Nous vous conjurons seulement
aujourd’hui de tourner vos regards sur les souffrances de quatre cent
mille hommes, livrés à l’esclavage par la trahison ou la violence,
condamnés, avec leur famille, à des travaux sans espérance comme sans
relâche, exposés à la rigueur arbitraire de leurs maîtres, privés de
tous les droits de la nature et de la société, et réduits à la
condition des animaux domestiques, puisqu’ils n’ont, comme eux, que
l’intérêt pour garant de leur vie et de leur bonheur. (...)
On nous accuse d’être les ennemis des
colons, nous le sommes seulement de l’injustice ; nous ne prétendons
point qu’on attaque leur propriété : mais nous disons qu’un homme ne
peut, à aucun titre, devenir la propriété d’un autre homme ; nous ne
voulons pas détruire leurs richesses, nous voudrions seulement en
épurer la source, et les rendre innocentes et légitimes. Enfin, la voix
que nous élevons aujourd’hui est, en faveur des noirs, aussi celle de
plusieurs d’entre eux qui ont été assez généreux pour s’associer à nos
travaux, et pour concourir à nos vues. »
Source : Wikisource
4 février : Publication des Lettres de Louis XVI pour la convocation
des
États-généraux (datées du 24 janvier) et du Règlement fait par le roi
pour l'exécution des lettres de convocation, fixant le mode d'élection
et les circonscriptions. A Rennes, la diète des jeunes de Bretagne vote
un pacte d’union et de secours mutuel contre la noblesse. Aux États-Unis, Georges Washington est désigné par le collège électoral des grands
électeurs de 10 états sur 13. G. Washington devient le 1er président en
titre. Son premier mandat débutera le 30 avril prochain.
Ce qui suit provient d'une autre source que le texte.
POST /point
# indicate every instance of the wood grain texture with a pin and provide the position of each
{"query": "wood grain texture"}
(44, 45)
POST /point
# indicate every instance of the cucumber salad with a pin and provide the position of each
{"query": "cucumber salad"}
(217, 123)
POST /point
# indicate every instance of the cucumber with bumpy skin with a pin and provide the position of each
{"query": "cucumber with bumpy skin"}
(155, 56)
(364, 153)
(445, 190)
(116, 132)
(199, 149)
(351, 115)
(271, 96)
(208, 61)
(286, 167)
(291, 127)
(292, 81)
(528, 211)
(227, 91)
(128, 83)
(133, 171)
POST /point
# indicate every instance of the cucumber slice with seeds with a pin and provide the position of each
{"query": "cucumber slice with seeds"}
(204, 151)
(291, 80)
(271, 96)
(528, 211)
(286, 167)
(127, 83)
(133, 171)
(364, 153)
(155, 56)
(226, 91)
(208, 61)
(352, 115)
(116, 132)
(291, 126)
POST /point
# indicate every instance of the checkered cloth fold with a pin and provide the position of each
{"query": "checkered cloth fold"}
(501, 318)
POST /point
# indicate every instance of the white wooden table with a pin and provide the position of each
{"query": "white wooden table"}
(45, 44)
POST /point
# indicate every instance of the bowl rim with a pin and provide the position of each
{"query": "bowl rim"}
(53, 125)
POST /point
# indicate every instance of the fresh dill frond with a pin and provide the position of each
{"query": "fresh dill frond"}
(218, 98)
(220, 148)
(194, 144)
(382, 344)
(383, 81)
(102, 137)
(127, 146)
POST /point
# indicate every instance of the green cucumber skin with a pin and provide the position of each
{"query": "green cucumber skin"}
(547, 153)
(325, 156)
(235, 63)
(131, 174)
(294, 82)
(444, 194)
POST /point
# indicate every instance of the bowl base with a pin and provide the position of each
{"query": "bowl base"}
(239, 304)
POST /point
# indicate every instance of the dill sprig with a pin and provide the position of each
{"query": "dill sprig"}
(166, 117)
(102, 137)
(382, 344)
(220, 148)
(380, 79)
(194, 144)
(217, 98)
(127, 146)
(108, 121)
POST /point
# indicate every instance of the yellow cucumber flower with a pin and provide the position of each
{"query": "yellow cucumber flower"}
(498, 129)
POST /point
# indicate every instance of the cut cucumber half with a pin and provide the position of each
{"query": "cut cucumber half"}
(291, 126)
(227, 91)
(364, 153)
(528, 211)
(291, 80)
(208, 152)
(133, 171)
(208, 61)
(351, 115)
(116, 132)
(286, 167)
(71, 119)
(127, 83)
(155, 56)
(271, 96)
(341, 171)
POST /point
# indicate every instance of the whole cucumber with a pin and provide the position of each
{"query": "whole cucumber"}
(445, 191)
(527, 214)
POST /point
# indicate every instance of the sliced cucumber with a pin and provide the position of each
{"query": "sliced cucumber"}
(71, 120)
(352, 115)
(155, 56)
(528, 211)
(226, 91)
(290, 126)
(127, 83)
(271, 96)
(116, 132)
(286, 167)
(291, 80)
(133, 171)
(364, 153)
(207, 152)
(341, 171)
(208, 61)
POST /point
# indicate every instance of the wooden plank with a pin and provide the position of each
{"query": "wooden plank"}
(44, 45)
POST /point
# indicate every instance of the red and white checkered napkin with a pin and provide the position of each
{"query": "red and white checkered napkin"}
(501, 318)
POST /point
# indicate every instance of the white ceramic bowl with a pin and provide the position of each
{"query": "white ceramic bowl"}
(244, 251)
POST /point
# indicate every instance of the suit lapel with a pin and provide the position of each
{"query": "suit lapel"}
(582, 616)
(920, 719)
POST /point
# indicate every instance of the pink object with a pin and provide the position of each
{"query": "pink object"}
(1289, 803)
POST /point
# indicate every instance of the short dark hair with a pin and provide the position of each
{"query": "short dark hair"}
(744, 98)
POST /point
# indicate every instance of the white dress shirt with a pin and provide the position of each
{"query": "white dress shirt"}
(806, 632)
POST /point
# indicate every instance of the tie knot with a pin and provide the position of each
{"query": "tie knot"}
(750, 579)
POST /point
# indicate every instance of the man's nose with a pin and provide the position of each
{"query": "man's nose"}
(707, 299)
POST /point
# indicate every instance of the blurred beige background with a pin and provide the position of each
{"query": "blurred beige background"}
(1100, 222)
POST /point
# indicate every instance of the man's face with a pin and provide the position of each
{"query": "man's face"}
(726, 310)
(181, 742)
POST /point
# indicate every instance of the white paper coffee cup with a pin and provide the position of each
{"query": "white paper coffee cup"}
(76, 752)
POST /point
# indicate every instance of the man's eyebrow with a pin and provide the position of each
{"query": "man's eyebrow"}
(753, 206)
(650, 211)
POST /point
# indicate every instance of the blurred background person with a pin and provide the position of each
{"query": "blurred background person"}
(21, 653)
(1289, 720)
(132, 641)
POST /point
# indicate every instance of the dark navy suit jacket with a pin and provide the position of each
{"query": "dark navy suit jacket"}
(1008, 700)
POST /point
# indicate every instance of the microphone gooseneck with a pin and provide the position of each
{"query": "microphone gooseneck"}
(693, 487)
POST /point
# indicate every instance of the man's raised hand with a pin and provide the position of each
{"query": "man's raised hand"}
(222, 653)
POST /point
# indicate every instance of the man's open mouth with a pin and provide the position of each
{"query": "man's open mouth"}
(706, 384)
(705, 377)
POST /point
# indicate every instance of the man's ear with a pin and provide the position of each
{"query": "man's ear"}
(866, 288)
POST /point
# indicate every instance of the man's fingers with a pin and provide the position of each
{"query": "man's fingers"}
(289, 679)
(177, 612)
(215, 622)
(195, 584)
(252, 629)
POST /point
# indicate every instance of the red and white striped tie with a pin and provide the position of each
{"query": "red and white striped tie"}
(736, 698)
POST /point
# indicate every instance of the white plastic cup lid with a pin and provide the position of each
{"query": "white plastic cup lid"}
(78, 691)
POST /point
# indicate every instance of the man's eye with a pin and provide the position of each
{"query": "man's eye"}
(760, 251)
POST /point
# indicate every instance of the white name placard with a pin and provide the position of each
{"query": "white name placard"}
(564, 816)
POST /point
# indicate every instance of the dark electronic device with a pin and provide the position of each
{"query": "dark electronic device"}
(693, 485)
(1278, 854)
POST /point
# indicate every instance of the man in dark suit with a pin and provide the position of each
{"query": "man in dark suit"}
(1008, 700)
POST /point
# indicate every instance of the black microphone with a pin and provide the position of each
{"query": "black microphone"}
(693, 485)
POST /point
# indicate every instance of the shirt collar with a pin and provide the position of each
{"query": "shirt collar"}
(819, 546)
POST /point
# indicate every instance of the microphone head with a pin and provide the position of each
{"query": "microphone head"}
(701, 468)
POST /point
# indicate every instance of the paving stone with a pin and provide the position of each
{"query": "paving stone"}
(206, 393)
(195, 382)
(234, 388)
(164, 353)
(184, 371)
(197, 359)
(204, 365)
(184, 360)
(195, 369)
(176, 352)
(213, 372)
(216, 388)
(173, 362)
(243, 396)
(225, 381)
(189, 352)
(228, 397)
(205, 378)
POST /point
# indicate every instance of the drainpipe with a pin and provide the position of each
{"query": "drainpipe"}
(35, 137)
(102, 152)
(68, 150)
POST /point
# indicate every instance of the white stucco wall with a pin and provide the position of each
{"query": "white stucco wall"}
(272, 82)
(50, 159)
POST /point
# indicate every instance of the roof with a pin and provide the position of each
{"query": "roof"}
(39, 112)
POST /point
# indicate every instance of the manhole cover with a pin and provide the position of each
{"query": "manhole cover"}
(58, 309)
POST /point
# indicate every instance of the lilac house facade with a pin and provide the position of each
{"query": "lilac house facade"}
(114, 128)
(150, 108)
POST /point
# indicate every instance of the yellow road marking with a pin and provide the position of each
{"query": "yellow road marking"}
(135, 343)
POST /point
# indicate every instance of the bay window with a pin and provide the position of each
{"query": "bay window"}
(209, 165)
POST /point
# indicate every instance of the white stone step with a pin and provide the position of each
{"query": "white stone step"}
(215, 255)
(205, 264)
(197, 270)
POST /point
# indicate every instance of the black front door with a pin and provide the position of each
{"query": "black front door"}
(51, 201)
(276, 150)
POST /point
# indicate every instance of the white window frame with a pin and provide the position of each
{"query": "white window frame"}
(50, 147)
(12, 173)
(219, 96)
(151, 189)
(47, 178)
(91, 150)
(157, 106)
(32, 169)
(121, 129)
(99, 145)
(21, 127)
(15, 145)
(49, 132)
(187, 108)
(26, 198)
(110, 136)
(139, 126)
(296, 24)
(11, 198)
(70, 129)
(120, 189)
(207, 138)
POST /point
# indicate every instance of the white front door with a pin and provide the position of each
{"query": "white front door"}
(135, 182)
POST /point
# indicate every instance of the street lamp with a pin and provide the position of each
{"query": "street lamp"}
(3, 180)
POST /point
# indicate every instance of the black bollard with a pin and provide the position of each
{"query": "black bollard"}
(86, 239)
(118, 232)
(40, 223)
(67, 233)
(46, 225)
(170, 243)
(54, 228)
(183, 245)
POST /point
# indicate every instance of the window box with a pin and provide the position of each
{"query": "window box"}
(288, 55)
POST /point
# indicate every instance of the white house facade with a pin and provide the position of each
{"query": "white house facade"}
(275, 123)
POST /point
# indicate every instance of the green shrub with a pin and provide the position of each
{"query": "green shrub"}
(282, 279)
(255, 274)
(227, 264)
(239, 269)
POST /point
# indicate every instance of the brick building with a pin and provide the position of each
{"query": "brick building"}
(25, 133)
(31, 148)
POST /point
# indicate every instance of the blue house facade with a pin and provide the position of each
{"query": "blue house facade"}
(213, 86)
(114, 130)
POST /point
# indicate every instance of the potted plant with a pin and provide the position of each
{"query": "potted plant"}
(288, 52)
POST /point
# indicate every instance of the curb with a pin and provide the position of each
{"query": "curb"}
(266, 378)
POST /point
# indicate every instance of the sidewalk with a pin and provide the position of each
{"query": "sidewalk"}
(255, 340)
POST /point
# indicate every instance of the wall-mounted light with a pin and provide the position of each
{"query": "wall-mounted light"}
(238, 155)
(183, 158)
5 février : Aux États de Bretagne, le Tiers refuse de voter l’impôt. Le comte Mirabeau s'adresse :
A LA NOBLESSE DE PROVENCE (1)
Portrait de Honoré-Gabriel Riquetti de Mirabeau (1749-1791)
«
Qu'ai-je donc fait de si coupable? J'ai désiré que mon ordre fût assez
habile pour donner aujourd'hui ce qui lui sera infailliblement arraché
demain ; j'ai désiré qu'il s'assurât le mérite et la gloire de
provoquer l'Assemblée des trois ordres, que toute la Provence demande à
l'envi... Voilà le crime de l'ennemi de la paix! ou plutôt j'ai cru que
le peuple pouvait avoir raison. Ah! sans doute, un patricien souillé
d'une telle pensée mérite des supplices! Mais je suis bien plus
coupable qu'on ne suppose : car je crois que le peuple qui se plaint a
toujours raison ; que son infatigable patience attend constamment les
derniers excès de l'oppression pour se résoudre à la résistance ; qu'il
ne résiste jamais assez longtemps pour obtenir la réparation de tous
ses griefs ; qu'il ignore trop que, pour se rendre formidable à ses
ennemis, il lui suffirait de rester immobile, et que le plus innocent
comme le plus invincible de tous les pouvoirs est celui de se refuser
ainsi. Je pense ainsi ; punissez l'ennemi de la paix!
Mais vous,
ministres d'un Dieu de paix, qui, institués pour bénir, et non pour
maudire, avez lancé sur moi l'anathème, sans daigner même essayer de me
ramener à d'autres maximes!
Et vous, amis de la
paix, qui dénoncez au peuple, avec la véhémence de la haine, le seul
défenseur qu'il ait trouvé hors de son sein ; qui, pour cimenter la
concorde, remplissez la capitale et la province de placards (affiches)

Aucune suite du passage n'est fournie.